Foster v. Territory of Washington

The opinion of the court was delivered by

ANDERS, C. J.

The grand jury of King county returned an indictment into the district court charging appellant with the crime of permitting the game of faro to be dealt upon his premises, the body of which is as follows:

“J. H. Foster is accused, by the grand jury of the Territory of Washington, for the county of King, in the Third judicial district of said territory, by this indictment, of the crime of permitting faro to be dealt on his premises, committed as follows: The said J. H. Foster, on the 12th day of January, 1889, in the county of King, in the district aforesaid, then and there being in the lawful possession of a certain room then and there situate and being in a certain building known as the “ Grotto ” then and there situate and being on the south side of Yesler avenue street, between Commercial and South Second street, in the city of Seattle, in said King county, unlawfully, knowingly and willfully did permit one J. Bachelor then and there and therein to unlawfully, knowingty and willfully deal a game of faro then and there played with cards for money.”

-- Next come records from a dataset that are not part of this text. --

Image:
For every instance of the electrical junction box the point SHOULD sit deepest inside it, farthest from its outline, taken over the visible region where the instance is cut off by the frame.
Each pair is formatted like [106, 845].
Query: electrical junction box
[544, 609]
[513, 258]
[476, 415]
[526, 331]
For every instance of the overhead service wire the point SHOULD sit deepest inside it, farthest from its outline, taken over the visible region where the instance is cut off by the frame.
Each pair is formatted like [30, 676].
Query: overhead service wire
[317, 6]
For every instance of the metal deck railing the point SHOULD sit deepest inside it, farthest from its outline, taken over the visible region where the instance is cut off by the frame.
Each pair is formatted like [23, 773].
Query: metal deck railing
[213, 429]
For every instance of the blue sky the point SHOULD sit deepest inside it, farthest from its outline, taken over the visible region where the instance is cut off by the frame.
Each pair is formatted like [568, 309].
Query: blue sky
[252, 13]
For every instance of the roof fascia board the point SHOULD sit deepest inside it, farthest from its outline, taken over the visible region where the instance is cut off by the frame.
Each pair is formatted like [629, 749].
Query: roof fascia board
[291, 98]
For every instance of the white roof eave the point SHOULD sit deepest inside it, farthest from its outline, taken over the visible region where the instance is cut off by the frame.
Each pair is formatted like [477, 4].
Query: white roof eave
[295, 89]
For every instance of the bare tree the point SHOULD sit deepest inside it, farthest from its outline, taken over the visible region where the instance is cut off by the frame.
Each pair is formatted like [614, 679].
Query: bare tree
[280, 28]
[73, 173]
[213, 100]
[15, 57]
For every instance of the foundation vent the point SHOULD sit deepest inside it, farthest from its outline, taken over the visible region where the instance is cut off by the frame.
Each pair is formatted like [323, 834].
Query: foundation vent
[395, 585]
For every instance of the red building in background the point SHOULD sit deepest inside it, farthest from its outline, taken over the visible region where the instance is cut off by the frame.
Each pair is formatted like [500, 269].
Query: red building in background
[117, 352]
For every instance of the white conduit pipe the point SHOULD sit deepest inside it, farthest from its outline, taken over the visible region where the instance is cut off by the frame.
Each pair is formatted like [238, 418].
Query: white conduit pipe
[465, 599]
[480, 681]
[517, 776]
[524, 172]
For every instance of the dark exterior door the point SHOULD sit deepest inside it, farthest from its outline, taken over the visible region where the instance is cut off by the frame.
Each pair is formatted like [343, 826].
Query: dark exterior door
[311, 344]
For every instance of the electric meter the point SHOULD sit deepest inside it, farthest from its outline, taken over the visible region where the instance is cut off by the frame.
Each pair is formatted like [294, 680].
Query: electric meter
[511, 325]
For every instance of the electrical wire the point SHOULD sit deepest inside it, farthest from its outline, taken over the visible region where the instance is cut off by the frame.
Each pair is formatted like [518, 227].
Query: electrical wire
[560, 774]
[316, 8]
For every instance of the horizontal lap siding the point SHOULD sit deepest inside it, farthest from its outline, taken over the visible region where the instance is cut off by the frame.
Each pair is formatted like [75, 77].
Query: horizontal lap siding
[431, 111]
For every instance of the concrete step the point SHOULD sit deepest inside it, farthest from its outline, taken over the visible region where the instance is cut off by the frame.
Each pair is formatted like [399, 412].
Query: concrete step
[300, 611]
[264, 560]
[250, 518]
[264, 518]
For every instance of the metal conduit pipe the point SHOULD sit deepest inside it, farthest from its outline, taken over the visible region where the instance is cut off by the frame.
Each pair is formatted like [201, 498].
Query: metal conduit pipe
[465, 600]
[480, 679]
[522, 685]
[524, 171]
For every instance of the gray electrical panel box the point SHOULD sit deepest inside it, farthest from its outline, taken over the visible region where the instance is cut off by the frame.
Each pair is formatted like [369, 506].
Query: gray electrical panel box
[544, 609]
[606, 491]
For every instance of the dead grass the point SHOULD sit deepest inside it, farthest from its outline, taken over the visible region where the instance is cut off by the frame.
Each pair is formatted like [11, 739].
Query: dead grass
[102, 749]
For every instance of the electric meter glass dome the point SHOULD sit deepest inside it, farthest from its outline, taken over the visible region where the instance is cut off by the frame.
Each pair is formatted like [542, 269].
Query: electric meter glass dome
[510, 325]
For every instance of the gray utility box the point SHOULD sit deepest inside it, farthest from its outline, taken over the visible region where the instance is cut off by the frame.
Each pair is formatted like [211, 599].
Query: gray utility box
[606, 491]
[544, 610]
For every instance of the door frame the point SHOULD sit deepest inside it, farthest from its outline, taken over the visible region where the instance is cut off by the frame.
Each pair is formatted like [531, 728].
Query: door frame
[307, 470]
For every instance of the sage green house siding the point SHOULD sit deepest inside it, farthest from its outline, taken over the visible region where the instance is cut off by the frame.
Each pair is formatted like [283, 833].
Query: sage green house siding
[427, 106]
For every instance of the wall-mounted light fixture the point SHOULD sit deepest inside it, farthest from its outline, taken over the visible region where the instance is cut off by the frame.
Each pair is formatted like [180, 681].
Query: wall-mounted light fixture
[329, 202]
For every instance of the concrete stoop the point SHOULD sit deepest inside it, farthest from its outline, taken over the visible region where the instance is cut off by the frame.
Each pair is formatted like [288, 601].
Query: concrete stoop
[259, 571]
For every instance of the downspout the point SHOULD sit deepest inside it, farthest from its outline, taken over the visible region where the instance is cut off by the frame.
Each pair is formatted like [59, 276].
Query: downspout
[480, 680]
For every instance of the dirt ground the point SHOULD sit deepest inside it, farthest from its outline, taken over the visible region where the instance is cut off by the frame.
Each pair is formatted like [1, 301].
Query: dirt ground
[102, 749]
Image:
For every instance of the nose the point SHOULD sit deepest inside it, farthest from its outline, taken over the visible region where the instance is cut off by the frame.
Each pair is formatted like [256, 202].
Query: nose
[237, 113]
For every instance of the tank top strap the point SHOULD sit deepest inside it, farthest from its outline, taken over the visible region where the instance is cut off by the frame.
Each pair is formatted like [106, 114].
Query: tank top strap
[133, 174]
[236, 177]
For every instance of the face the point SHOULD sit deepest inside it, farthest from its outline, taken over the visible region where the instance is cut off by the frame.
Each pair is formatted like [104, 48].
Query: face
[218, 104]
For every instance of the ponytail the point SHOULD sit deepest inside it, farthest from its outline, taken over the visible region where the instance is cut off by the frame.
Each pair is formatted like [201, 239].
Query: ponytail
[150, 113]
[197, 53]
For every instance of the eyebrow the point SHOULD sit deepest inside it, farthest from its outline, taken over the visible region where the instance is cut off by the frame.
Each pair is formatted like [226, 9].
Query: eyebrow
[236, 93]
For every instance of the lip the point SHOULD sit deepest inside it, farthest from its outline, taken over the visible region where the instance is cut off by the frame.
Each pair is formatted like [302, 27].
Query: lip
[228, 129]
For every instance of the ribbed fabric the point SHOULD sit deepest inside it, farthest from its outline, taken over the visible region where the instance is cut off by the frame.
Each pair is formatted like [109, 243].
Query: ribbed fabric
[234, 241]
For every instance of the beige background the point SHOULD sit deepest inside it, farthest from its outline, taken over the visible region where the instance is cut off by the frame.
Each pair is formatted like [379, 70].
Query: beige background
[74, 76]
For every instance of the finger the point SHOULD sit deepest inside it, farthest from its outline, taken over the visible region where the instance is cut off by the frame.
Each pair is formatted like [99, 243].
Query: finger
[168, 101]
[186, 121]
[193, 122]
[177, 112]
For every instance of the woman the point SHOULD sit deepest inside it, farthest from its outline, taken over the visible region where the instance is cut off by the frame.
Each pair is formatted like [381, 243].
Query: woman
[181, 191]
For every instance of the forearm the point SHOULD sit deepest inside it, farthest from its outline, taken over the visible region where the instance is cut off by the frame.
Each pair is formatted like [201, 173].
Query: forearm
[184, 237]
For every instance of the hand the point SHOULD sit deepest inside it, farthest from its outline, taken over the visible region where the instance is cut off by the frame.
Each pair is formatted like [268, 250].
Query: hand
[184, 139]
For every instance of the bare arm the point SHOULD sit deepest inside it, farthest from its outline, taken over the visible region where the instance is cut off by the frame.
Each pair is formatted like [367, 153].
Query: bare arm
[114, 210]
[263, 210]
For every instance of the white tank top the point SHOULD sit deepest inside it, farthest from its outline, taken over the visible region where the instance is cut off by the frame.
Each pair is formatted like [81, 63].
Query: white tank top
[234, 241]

To this indictment appellant caused a plea of guilty to be entered, and subsequently filed a motion in arrest of judgment, on the ground that the indictment did not state facts sufficient to constitute a crime. The motion was denied, and the defendant was sentenced by the court to pay a fine of five hundred dollars and costs amounting to twenty dollars, and stand committed to the county jail of King county until said fine and costs should be paid or the defendant discharged according to law, and the court remanded the defendant into the custody of the sheriff to carry the sentence into effect. The defendant appeals and *413asks this court to reverse the judgment of the court below for the following reasons: 1st. That § 1258 of the code is void for uncertainty, and because it does not describe the offense. 2d. That § 1253 is also void. 3d. That even if the statute is valid the indictment does not state facts constituting an offense. 4th. That the judgment and sentence of the court is void, because it exceeds the limitations of the statute and the jurisdiction of the court.

The objection to the validity of the statute is not tenable. The language is sufficiently explicit to enable the court, with reasonable certainty, to discover what the legislature intended, and the statute cannot, therefore, be held void for ambiguity or uncertainty. Mere inaccuracies of expression, or faulty arrangement of words and phrases, if the meaning is intelligible, are insufficient to warrant the court in declaring a statute void. Bish. St. Crimes (2d ed.), § 41. And we are of the opinion that the objection that the sections of the code above mentioned do not describe an offense, is equally untenable. Counsel claims that the statute does not explicitly point out or describe the acts constituting the crime, but we think otherwise. It states clearly enough, as we read it, that the act of dealing faro or suffering or permitting the same to be done on one’s premises is a crime. Similar statutes exist elsewhere and, so far as we are advised, have seldom been questioned. People v. Beatty, 14 Cal. 567; People v. Sam Lung, 70 Cal. 515.

The indictment is sufficient. The gravamen of the offense consists in permitting the game to be dealt in prohibited places, and it was not necessary to specify with whom the game was played, or in what particular manner it was conducted. The definition itself sets forth the constituent elements of the crime, and the indictment being in substantially the same language fulfills all the requirements of the law. People v. Saviers, 14 Cal. 29; Rice v. State, 3 Kan. 141; Bishop St. Crimes (2d ed.), §§ 890, 891; *414Romp v. State, 3 G. Greene (Iowa), 276; People v. Carroll, 80 Cal. 153.

That the judgment in this case exceeds the limitations of the statute or the jurisdiction of the court, we cannot concede. Section 1258 of the code imposes a fine not exceeding five hundred dollars,upon conviction, and provides that the defendant shall stand committed until the same is paid, but is silent as to costs; and it is therefore claimed that the court had no right or authority to include the costs in its sentence, and thereby really impose a fine of five hundred and twenty dollars. It is also contended that the judgment is void for the further reason that the court did not fix a definite period of imprisonment in the event of the non-payment of the fine. But we think these objections cannot be sustained. This section o.ught, in our opinion, to be construed in connection with the general provisions of the code upon the subject of costs in criminal cases, and of imprisonment for non-payment of fines! Section 2105 provides that on conviction the defendant shall be liable to pay the costs in all cases, and § 1125 (amended in Laws of 1883, p. 38) provides that when a defendant is sentenced to pay a fine and costs, and is remanded into the custody of the sheriff, the clerk of the court, in default of payment or security of payment, shall issue a warrant for his commitment, specifying that the defendant shall be imprisoned one day for every two dollars of such fine and costs. We see no error in the judgment and sentence of the court in this action. The only exception to the general rule that the defendant on conviction must pay the costs, of which we are aware, is found in § 1104 of the code, which provides that, if the court or jury trying the cause expressly finds otherwise, the defendant shall not be liable.

For the foregoing reasons, the judgment of the court below must be sustained.

DuNbar, Hoyt, Scott and Stiles, JJ., concur.